You can customize conversion behavior with OntologyConverterConfig:

from boomer.ontology_converter import OntologyConverterConfig, obo_to_kb

config = OntologyConverterConfig(
    xref_default_probability=0.5,
    xref_prefix_probabilities={"OMIM": 0.9, "ICD10": 0.6},
    skos_exact_match_prob=0.95,
    skip_obsolete=True,
    include_xrefs=True,
    include_skos=True,
    auto_disjoint_groups=True,
)
kb = obo_to_kb("my_ontology.obo", config=config)
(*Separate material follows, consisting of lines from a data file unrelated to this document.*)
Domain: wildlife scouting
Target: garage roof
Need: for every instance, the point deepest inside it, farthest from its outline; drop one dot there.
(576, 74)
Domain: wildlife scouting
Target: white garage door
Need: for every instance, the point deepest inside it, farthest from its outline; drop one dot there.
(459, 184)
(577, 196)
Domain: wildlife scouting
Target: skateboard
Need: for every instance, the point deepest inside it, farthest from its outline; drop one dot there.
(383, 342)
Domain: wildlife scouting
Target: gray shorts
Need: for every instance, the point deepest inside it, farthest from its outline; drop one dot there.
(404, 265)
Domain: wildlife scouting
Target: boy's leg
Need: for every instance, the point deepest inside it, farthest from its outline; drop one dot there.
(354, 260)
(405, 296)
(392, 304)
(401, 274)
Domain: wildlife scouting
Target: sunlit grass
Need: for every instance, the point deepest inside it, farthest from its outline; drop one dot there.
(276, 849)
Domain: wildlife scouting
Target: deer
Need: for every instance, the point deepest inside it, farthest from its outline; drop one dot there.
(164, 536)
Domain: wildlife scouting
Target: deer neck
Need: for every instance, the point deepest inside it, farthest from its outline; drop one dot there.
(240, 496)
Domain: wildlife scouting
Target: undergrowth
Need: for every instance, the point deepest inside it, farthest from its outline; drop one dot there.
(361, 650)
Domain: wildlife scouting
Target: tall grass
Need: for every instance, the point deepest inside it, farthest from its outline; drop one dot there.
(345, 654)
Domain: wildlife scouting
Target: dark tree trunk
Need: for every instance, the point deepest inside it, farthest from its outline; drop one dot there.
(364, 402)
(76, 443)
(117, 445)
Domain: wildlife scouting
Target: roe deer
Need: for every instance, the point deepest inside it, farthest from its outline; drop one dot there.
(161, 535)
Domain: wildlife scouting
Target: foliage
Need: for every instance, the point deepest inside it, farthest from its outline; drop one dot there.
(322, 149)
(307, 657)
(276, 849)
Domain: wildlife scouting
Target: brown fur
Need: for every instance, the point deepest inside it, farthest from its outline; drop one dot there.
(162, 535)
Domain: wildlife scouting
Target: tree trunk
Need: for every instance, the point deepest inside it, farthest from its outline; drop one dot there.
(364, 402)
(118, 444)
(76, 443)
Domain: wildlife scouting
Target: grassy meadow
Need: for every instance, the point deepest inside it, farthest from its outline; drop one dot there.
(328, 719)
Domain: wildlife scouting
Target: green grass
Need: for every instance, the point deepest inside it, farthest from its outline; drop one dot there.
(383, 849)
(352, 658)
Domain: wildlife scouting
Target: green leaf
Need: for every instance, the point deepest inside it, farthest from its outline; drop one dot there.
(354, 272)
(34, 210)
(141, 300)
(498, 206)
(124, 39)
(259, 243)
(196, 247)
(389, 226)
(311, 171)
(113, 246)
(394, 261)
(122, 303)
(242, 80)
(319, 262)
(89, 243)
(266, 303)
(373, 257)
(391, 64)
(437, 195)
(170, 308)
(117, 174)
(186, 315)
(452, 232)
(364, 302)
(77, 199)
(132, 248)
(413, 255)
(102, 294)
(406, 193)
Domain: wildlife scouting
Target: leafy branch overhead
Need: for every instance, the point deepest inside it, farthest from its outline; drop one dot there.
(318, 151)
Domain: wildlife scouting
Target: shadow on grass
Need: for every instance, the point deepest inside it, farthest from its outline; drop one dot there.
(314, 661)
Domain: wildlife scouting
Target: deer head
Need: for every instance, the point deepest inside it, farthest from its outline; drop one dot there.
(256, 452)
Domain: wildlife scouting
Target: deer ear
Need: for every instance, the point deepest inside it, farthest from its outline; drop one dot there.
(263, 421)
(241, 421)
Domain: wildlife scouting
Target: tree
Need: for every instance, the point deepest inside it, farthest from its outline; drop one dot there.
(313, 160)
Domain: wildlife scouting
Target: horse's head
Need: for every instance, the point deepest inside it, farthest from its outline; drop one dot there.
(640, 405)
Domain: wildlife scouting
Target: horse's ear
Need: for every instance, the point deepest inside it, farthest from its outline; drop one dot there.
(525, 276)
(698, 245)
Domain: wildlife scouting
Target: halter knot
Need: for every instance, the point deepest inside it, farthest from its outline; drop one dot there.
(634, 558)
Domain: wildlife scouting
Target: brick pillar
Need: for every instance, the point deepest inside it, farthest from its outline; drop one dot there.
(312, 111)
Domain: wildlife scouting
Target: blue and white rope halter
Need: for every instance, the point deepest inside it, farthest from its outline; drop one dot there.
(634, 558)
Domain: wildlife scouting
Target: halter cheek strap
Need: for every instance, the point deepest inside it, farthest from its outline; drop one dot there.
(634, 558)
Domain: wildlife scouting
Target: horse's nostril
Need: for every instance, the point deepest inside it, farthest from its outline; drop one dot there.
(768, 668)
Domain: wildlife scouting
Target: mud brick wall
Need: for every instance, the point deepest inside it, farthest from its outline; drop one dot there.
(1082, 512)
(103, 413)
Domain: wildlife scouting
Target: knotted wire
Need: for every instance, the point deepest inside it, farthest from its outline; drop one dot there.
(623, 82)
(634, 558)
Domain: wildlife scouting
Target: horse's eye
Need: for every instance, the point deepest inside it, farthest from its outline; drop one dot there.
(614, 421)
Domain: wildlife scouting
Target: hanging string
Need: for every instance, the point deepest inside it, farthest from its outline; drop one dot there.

Or load config from a YAML file:

# ontology_config.yaml
xref_default_probability: 0.5
xref_prefix_probabilities:
  OMIM: 0.9
  ICD10: 0.6
skos_exact_match_prob: 0.95
skip_obsolete: true
from boomer.ontology_converter import load_ontology_config, obo_to_kb

config = load_ontology_config("ontology_config.yaml")
kb = obo_to_kb("my_ontology.obo", config=config)

Supported OWL Serializations

The OWL backend uses py-horned-owl and supports:

  • OWL Functional Syntax (.ofn)
  • OWL/XML (.owx)
  • RDF/OWL (.owl)

SSSOM Format

SSSOM (Simple Standard for Sharing Ontological Mappings) TSV files can be imported as boomer KBs. Each mapping row becomes a probabilistic fact, with the SKOS predicate determining the fact type.

CLI Usage

# Convert SSSOM to YAML KB
pyboomer convert mappings.sssom.tsv -o kb.yaml

# Solve directly from SSSOM
pyboomer solve mappings.sssom.tsv -f sssom -O markdown

Python API

from boomer.sssom_converter import sssom_to_kb

kb = sssom_to_kb("mappings.sssom.tsv")

See the SSSOM converter documentation for configuration options including per-prefix probabilities and predicate mapping customization.